Later on, the real perpetrators confessed to the murder, which in 1873 led to a debate in parliament that ended in the Coremans Act, one of the first laws to recognize Dutch as an official language in Belgium, allowing the Flemish to use their own language at Flemish courts, though not yet in Brussels.

==History==
On 23 March 1860, widow Dubois was the victim of an assault and robbery by night in Couillet near Charleroi. She was discovered in agony only the next day, and died of her injuries a few days later. To the village policeman, she had only been able to utter that her attackers spoke "Flemish". Consequently, the attention was drawn on two Flemings who had been making a living in the region, Jan Coucke, a forty-nine-year-old potato salesman born in Sint-Denijs near Kortrijk, and Pieter Goethals, a railroad worker originating from Lotenhulle and thirty-four years of age.

Their trial in French at the Assize Court of Hainaut in Mons started on 20 August 1860. Although both lived in Couillet, Wallonia, and spoke French for their work, they were assisted by a Dutch translator, Pierre Van Horenbeek.

Prosecutor Charles-Victor de Bavay obtained their death sentence five days later. They were beheaded on the Grand Market Place of Charleroi a few weeks later.

In 1861, a year after the execution, 14 members of the infamous Black Gang were to appear before the same assize court. The leader of the gang, Leopold Rabet, confessed that French-speaking gang members had killed the widow Dubois. Jean-Baptiste Boucher and Auguste Leclercq confessed to having committed the murder and were sentenced to death. They also confessed that although Coucke and Goethals did not kill the widow, they were their accomplices.

==Aftermath==

On 18 July 2005 at the Belgian federal parliament, Filip De Man directed a series of questions at the vice-prime minister and minister of Justice, regarding the case Coucke and Goethals. His introduction stated that since 1861 there had been several attempts to officially restore the honour of Coucke and Goethals. In 2000, Johan Vande Lanotte, Siegfried Bracke and Geert Goedertier had still written (in België voor beginners. Wegwijs in het Belgisch labyrint, p. 27, die Keure, Brugge) that Coucke and Goethals were not the murderers of the widow, but were informed on the murder. In 1948, a study by the Flemish journalist Herman Bossier had concluded that there had not been a miscarriage of justice, as according to the journalist, the declaration by Rabet included errors and two other members of the Black Gang, after their trial, had talked about the Flemish as accomplices; the interpreter would not have been a gendarme from Luxembourg, but a sworn translator of Dutch origin (Nederlandse afkomst). On five occasions Goethals would have confessed and as chief railroad worker he had to know the French language, while Coucke sold vegetables to French-speaking customers and, having had money problems before the murder, thereafter had means of which he could not demonstrate the origin.
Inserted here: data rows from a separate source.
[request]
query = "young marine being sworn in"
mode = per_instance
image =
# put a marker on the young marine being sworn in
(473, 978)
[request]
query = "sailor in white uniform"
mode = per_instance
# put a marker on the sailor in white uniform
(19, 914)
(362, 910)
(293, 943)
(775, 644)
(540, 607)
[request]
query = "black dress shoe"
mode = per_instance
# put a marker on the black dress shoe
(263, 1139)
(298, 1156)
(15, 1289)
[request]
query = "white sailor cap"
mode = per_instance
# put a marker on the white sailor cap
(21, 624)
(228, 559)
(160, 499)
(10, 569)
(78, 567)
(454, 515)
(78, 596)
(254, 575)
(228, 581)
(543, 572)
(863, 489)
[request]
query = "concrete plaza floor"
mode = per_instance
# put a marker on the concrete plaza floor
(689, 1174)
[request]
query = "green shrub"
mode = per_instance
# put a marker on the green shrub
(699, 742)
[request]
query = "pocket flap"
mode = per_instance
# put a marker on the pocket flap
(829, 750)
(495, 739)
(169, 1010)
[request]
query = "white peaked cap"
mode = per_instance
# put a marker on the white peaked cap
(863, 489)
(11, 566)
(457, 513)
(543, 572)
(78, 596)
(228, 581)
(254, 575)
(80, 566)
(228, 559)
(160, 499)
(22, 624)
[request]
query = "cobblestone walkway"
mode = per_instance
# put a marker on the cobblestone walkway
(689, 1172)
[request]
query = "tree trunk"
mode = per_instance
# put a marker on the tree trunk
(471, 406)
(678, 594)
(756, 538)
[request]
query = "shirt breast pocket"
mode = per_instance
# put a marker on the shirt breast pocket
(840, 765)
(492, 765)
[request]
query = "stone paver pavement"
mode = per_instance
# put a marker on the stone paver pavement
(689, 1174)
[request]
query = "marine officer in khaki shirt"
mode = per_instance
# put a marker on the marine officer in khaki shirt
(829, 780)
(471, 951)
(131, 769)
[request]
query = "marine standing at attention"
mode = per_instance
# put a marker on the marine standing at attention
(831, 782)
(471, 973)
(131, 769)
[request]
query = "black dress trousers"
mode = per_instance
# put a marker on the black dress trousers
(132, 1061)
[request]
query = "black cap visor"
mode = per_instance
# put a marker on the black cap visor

The Member of Parliament then asked whether the dossier of the trial case could be looked into by MPs or by civilians, and whether it corroborated the journalist's statements about Rabet, the interpreter, Goethals' confessions, and Coucke's financial situation. He also wished to know whether the nine death penalties of 17 January 1862 by the same court of which seven had been reduced, were connected to the Black Gang and thus to Boucher, Leclerq, and Rabet. Would the Minister of Justice in this case be willing to ask the advice of the Attorney General at the Appeal Court of Mons, and to ask for the revision of the verdict of 1869, or to provide reasons for not asking the latter.

The Minister replied one year later, on 24 July 2006. The confession of guilt by third parties can be considered as a new fact having taken place after the conviction, offering the possibility to review the case. The criticism and advises that several authors may have brought forward, do not form a ground for a revision. According to the Minister, of the mentioned elements, only the statement by Rabet form such a ground in as far it is of a nature that proves the innocence of the convicts and it has been made in circumstances giving credibility to that statement or confession. The mentioned information however, does not offer the possibility to assess the reality, the circumstances, and the reach of the declarations by Rabet. The dossier on the case can be viewed if the Attorney General at the Appeal Court of Mons gives his permission, even in case it is in the National Archives as it is over a hundred years old.